Plus de 2.700 tonnes. C'est la quantité de cocaïne proposée sur le marché mondial en 2022, soit un niveau record, selon l'Office des Nations unies contre la drogue et le crime (ONUDC) dans son dernier rapport. Cette année-là, la France a saisi 27,7 tonnes, d'après l'office anti-stupéfiants (Ofast), des quantités multipliées par cinq en 10 ans. En 2024, ce sont plus de 47 tonnes prises par les services français chargés de la lutte contre le trafic de stupéfiants, contre 23,2 tonnes en 2023, relève le ministère de l'Intérieur.
"Le prix n'augmente pas, donc cela veut dire qu'on ne fait pas mal. Et c'est un peu ce qui me désespère: nous n'avons pas créé de manque", déplore Clarisse Taron, la procureure de la République en Martinique de 2021 à 2024, alors qu'un gramme de cocaïne coûte 65 euros en France, un prix stable depuis 2021 (source Ofast).
"Je me sens comme un hamster dans la roue. Nous pédalons, travaillons beaucoup et cela coûte beaucoup d'argent. Mais je ne pense pas qu'on bloque fondamentalement le trafic. Nous avons la prétention d'être un caillou dans la chaussure. Nous déroutons un peu, nous gênons. Mais je pense que pour des trafiquants de très haut niveau, cela fait presque partie de leur stratégie", poursuit la magistrate.

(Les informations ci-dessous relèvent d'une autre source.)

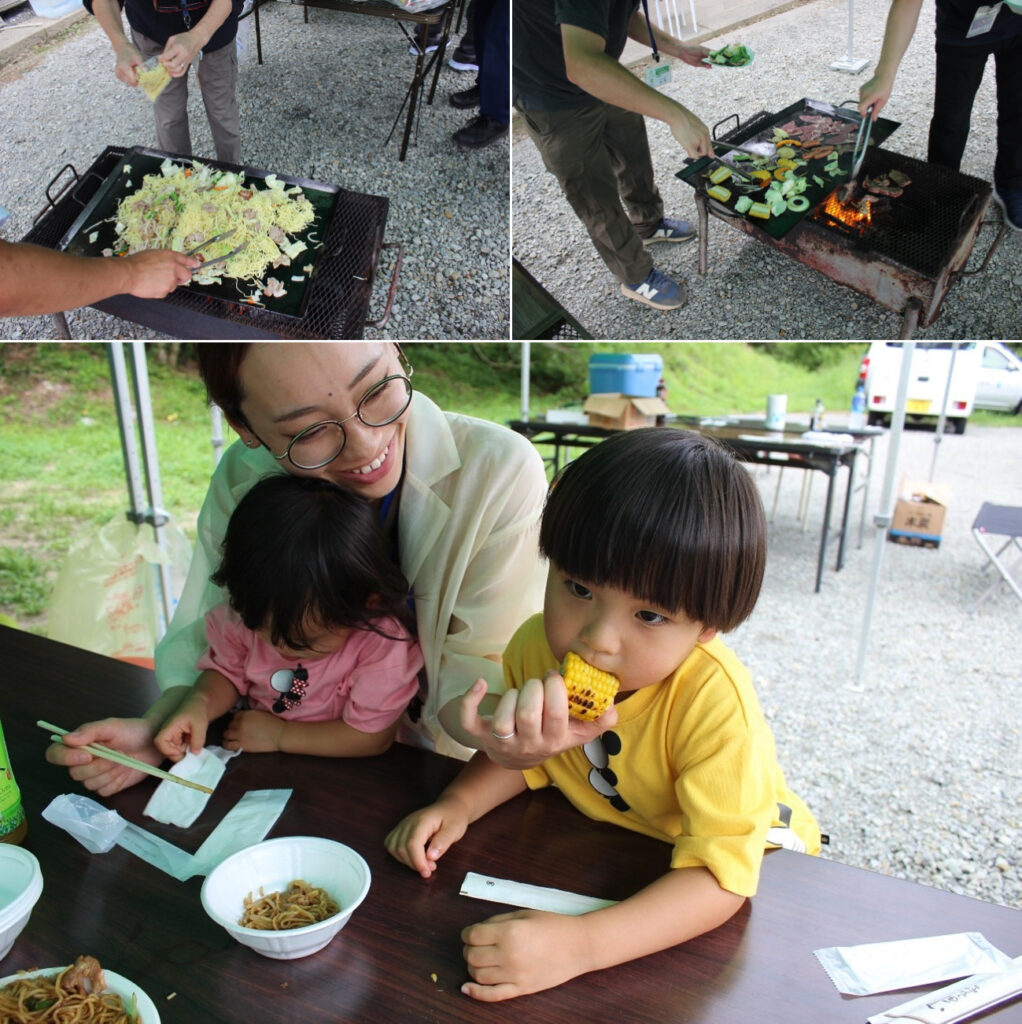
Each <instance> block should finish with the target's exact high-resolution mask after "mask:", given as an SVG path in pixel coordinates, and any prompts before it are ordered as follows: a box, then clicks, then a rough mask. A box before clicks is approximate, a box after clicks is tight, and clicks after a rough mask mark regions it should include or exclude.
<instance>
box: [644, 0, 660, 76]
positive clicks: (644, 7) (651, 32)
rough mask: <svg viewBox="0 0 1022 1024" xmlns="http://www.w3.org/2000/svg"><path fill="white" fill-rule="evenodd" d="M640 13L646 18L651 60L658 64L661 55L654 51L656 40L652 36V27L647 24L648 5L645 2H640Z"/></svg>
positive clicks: (650, 24)
mask: <svg viewBox="0 0 1022 1024" xmlns="http://www.w3.org/2000/svg"><path fill="white" fill-rule="evenodd" d="M642 13H643V14H645V16H646V28H647V29H648V30H649V45H650V46H651V47H652V48H653V59H654V60H655V61H656V62H657V63H658V62H659V59H661V55H659V52H658V51H657V49H656V38H655V37H654V36H653V27H652V25H651V24H650V22H649V4H648V3H647V2H646V0H642Z"/></svg>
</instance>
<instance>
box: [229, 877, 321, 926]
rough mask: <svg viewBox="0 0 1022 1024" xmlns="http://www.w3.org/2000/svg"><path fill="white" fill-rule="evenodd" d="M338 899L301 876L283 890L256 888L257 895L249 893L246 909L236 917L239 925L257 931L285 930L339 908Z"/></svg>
mask: <svg viewBox="0 0 1022 1024" xmlns="http://www.w3.org/2000/svg"><path fill="white" fill-rule="evenodd" d="M340 909H341V908H340V906H339V905H338V903H337V901H336V900H334V899H332V898H331V896H330V894H329V893H328V892H327V890H326V889H320V888H317V887H316V886H310V885H309V884H308V883H307V882H305V881H303V880H302V879H295V881H294V882H292V883H291V884H290V885H289V886H288V888H287V889H286V890H285V891H284V892H272V893H269V895H266V894H265V893H263V891H262V890H261V889H260V890H259V895H258V897H256V896H253V895H252V894H251V893H250V894H249V895H248V896H246V897H245V912H244V913H243V914H242V915H241V918H240V919H239V920H238V924H239V925H241V926H242V928H257V929H259V930H260V931H264V932H265V931H273V932H284V931H287V930H288V929H291V928H304V927H305V926H306V925H316V924H318V923H320V922H321V921H326V920H327V919H328V918H332V916H333V915H334V914H335V913H337V912H339V911H340Z"/></svg>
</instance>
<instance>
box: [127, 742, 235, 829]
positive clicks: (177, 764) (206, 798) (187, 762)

La Martinique, autrefois terre de rebond pour la cocaïne sud-américaine, est désormais une plaque tournante. Fabriquée en Colombie, au Pérou et en Bolivie, la cocaïne profite ces dernières années des côtes vénézuéliennes pour quitter le continent sud-américain et, via la Martinique et la Guadeloupe mais aussi la République dominicaine, se déverser sur le marché européen, devenu l'un des plus prospères, devant les Etats-Unis, passés aux drogues de synthèse (comme le fentanyl).
La France lutte d'arrache-pied contre le narcotrafic maritime avec un programme permanent de coopération entre l'Union européenne et les Etats-Unis (Narcops) et des opérations Carib Royale. Ce sont des missions de trois semaines, à raison de deux à trois par an, menées par les frégates de surveillance Ventôse et Germinal des Forces armées aux Antilles (FAA), basées à Fort-de-France (Martinique).
Les deux navires opèrent avec commandos d'assaut, tireur d'élite et hélicoptère pour intercepter des bateaux chargés de cocaïne lors de transbordements en haute mer de bateaux-mère, des voiliers partis des côtes vénézuéliennes et qui dispatchent leur grosse cargaison sur des bateaux-fille (go-fast).